Glossary

AGPL(GNU Affero General Public License)

Strong copyleft free-software licence published by the Free Software Foundation in 2007. Extends the obligations of the GPL to software exposed through a network service: any public deployment of a service relying on AGPL code must publish its modifications. Designed to close the “SaaS loophole” that allowed cloud providers to use copyleft code without releasing the resulting changes.

AWG(Außenwirtschaftsgesetz)

German foreign-trade act (Außenwirtschaftsgesetz, AWG) and its implementing regulation (Außenwirtschaftsverordnung, AWV), which together form the legal framework for the screening of foreign investment in Germany. The procedure is run by the Bundesministerium für Wirtschaft und Klimaschutz (BMWK). It provides for the review of foreign equity acquisitions in companies active in sensitive sectors — critical infrastructure, key technologies, cybersecurity, media — and may lead to a prohibition or to the imposition of conditions. German counterpart of the French IEF regime and the Italian Golden Power.
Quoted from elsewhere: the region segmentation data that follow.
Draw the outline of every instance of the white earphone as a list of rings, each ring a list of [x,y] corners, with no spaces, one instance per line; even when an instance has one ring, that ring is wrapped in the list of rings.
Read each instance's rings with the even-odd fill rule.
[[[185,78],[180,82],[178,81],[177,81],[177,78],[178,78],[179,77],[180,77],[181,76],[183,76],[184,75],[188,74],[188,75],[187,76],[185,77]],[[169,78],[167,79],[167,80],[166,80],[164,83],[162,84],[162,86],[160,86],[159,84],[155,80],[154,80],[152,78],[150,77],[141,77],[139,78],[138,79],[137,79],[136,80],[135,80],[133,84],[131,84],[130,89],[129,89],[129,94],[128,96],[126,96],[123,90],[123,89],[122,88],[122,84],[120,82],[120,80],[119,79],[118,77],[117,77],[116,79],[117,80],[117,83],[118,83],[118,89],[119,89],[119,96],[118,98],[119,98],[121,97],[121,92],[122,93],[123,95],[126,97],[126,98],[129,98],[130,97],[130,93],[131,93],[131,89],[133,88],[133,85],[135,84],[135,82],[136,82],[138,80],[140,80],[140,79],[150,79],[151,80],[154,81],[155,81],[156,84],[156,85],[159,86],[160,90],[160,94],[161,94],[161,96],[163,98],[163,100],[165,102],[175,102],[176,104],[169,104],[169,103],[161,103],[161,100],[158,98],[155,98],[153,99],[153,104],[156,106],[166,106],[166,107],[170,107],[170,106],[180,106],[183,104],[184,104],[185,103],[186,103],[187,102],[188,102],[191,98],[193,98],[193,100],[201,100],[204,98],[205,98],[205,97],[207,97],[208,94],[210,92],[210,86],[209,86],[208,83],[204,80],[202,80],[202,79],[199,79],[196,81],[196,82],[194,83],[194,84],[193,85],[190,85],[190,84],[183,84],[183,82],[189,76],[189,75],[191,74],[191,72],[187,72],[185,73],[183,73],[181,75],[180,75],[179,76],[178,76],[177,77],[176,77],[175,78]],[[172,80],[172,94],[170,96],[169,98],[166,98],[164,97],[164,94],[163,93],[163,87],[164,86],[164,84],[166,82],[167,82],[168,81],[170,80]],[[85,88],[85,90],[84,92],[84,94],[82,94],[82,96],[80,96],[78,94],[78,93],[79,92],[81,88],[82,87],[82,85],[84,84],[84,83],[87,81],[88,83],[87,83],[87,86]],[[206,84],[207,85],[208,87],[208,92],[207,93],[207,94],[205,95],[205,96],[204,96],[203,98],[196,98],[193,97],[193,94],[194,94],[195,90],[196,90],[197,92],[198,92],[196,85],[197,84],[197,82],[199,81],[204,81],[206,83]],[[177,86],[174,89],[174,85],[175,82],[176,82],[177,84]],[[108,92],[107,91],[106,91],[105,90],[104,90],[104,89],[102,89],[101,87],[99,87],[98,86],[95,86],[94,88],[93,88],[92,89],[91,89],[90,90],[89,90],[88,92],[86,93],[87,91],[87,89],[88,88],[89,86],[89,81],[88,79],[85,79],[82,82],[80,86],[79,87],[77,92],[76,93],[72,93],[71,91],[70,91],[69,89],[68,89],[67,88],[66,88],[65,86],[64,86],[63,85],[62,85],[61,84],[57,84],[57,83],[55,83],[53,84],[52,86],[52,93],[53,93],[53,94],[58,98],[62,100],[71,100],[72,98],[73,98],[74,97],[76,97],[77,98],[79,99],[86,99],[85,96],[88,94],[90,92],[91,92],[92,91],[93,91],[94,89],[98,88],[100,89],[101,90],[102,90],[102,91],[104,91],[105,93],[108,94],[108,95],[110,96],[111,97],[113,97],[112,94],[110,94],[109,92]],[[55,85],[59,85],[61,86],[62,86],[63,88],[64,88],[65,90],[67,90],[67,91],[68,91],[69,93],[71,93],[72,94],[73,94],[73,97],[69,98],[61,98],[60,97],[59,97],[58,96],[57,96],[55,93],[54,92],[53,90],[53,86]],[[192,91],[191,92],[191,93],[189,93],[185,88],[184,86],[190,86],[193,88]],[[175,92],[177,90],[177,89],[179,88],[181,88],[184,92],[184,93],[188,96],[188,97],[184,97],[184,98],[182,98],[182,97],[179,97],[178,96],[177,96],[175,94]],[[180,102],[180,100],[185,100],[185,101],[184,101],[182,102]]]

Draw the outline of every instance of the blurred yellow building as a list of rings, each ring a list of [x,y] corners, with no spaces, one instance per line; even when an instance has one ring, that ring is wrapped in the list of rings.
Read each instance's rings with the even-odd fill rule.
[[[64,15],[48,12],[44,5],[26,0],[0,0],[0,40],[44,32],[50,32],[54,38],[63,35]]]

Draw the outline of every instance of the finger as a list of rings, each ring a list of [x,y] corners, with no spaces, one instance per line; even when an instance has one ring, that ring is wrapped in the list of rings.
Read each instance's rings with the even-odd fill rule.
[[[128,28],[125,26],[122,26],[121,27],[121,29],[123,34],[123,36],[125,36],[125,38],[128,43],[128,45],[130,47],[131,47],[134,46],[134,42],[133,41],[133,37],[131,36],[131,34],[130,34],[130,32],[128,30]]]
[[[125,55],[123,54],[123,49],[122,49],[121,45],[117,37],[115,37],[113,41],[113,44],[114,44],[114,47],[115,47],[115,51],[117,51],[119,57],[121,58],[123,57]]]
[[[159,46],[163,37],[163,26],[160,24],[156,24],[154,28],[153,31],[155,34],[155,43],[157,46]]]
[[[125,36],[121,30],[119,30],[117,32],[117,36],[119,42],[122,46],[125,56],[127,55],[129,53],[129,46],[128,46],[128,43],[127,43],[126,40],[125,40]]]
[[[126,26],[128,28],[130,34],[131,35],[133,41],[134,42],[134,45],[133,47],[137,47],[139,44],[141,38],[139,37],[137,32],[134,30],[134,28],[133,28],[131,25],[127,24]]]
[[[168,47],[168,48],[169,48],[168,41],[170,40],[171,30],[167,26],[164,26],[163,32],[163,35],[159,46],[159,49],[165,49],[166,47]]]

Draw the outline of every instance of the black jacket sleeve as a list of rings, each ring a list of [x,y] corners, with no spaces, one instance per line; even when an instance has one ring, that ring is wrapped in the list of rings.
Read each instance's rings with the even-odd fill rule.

Sources: BMWK — Außenwirtschaftsrecht.

BSL(Business Source License)

Source-code licence published by MariaDB in 2017 and adopted by HashiCorp in 2023 for Terraform, Vault and several other products. It allows use, modification and redistribution for non-commercial or non-competing purposes, and provides for an automatic conversion to a free-software licence (typically MPL or Apache 2.0) after a defined period, generally three to four years. The BSL is not recognised as a free-software licence by the Open Source Initiative, since it restricts competing commercial uses during its active period.

CNCF(Cloud Native Computing Foundation)

Foundation created in 2016, a subsidiary of the Linux Foundation, that hosts and certifies cloud-native infrastructure projects. Its portfolio includes major graduated projects: Kubernetes (orchestration), Prometheus (metrics), etcd (distributed storage), containerd (container engine), Envoy (network proxy) and OpenTelemetry (observability). The CNCF governs these projects through a three-tier maturity model (Sandbox, Incubating, Graduated) and ensures neutrality with respect to its contributing members, which include most of the major cloud providers.

Sources: CNCF.

CRA(Cyber Resilience Act)

European regulation 2024/2847, adopted in October 2024 and applicable progressively from 2027. It imposes cybersecurity requirements on manufacturers and distributors of products with digital elements placed on the European Union market. The obligations include the provision of an SBOM, documented vulnerability management, the notification of incidents to ENISA within 24 hours, and a minimum security-support period of five years. Free-software projects developed without commercial purpose benefit from specific exemptions, the contours of which were clarified during the legislative process.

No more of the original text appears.